Tour de France: Why Chris Froome is in control

British rider has best team and strategy, and is simply the strongest competitor in race

Team Sky rider Chris Froome, who is on course to win his third Tour de France. Photograph: Jean-Paul Pelissier/Reuters
Team Sky rider Chris Froome, who is on course to win his third Tour de France. Photograph: Jean-Paul Pelissier/Reuters

Perfect first week

Froome has kept on the front foot since the opening weekend, when he mastered the tricky stages through Brittany without any time loss, without crashes and without undue stress. In contrast, Alberto Contador’s crash on days one and two and Richie Porte’s disastrously timed puncture just before the uphill finish at Cherbourg put two key rivals under pressure immediately. As early as the first Wednesday’s stage through the Massif Central, Sky looked to be stronger than Nairo Quintana’s Movistar.
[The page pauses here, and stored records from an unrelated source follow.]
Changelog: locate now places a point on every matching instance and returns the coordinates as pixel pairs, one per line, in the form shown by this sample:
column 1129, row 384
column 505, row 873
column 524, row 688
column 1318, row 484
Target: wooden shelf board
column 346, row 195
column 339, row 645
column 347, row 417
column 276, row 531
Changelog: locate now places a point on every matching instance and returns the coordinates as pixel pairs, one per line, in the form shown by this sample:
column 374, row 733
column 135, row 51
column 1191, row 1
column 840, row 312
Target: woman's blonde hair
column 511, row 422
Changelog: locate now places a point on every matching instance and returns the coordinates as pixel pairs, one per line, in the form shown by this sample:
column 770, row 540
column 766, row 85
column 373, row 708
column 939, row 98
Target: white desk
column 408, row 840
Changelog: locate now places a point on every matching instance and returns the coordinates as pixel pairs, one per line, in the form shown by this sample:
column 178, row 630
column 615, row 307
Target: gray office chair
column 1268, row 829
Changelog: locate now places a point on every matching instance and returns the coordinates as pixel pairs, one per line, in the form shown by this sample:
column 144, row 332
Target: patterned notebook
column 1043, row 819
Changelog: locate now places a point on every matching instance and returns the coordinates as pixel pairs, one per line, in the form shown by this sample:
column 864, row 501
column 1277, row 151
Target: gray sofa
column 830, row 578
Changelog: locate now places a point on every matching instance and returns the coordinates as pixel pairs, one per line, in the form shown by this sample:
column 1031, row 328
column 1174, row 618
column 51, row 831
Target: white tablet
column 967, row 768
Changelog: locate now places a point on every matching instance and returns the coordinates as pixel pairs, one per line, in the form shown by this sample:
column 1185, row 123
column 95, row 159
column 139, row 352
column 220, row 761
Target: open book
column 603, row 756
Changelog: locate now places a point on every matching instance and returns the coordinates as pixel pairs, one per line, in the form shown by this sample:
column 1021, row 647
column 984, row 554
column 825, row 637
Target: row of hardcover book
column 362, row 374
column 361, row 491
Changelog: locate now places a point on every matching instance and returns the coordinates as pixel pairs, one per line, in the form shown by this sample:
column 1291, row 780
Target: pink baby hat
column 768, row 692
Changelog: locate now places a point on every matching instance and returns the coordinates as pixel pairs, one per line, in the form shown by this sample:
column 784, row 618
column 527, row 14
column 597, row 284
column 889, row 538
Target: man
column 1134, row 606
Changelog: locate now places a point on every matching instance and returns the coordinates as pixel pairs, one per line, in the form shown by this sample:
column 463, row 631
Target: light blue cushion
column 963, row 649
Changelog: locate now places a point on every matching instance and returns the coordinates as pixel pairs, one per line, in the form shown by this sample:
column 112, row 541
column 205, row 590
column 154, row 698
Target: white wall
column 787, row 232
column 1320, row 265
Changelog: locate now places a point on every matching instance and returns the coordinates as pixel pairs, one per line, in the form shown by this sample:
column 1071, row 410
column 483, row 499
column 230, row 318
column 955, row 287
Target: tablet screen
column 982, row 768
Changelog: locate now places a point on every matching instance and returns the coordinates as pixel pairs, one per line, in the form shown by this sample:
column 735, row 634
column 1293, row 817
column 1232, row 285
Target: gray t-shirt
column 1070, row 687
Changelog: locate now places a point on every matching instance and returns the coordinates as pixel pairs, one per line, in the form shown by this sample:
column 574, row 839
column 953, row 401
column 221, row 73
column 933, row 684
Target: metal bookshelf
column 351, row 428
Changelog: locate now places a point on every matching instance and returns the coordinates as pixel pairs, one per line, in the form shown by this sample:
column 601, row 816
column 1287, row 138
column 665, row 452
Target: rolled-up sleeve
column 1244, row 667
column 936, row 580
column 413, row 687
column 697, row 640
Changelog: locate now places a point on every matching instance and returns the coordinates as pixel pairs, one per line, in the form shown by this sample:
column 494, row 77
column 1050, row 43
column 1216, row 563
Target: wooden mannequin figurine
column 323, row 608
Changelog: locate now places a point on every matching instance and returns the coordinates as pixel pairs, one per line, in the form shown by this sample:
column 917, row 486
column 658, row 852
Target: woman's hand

The predominantly dry, hot weather will have done him no harm either, as Froome is known to function better in those conditions than in the wet and cold. And Geraint Thomas’s loss of time helped too, by making the hierarchy at Sky even more clear than it was at the start.

Taking everyone by surprise at Luchon

READ MORE

The last thing you want if you are trying to win the Tour de France is to be caught napping, as Quintana and all the others were when Froome made his surprise attack over the top of the Col de Peyresourde and down the descent into Luchon. The time gain wasn't huge – just 23 seconds – but the psychological impact cannot be overestimated.

The fact that Quintana and company could have kept in contact with Froome had they been more alert will have hurt, and then there are the underlying messages: Froome would take time at any and every opportunity, rather than waiting for the set pieces – the mountain-top finishes, the time trials – as was the case in the past.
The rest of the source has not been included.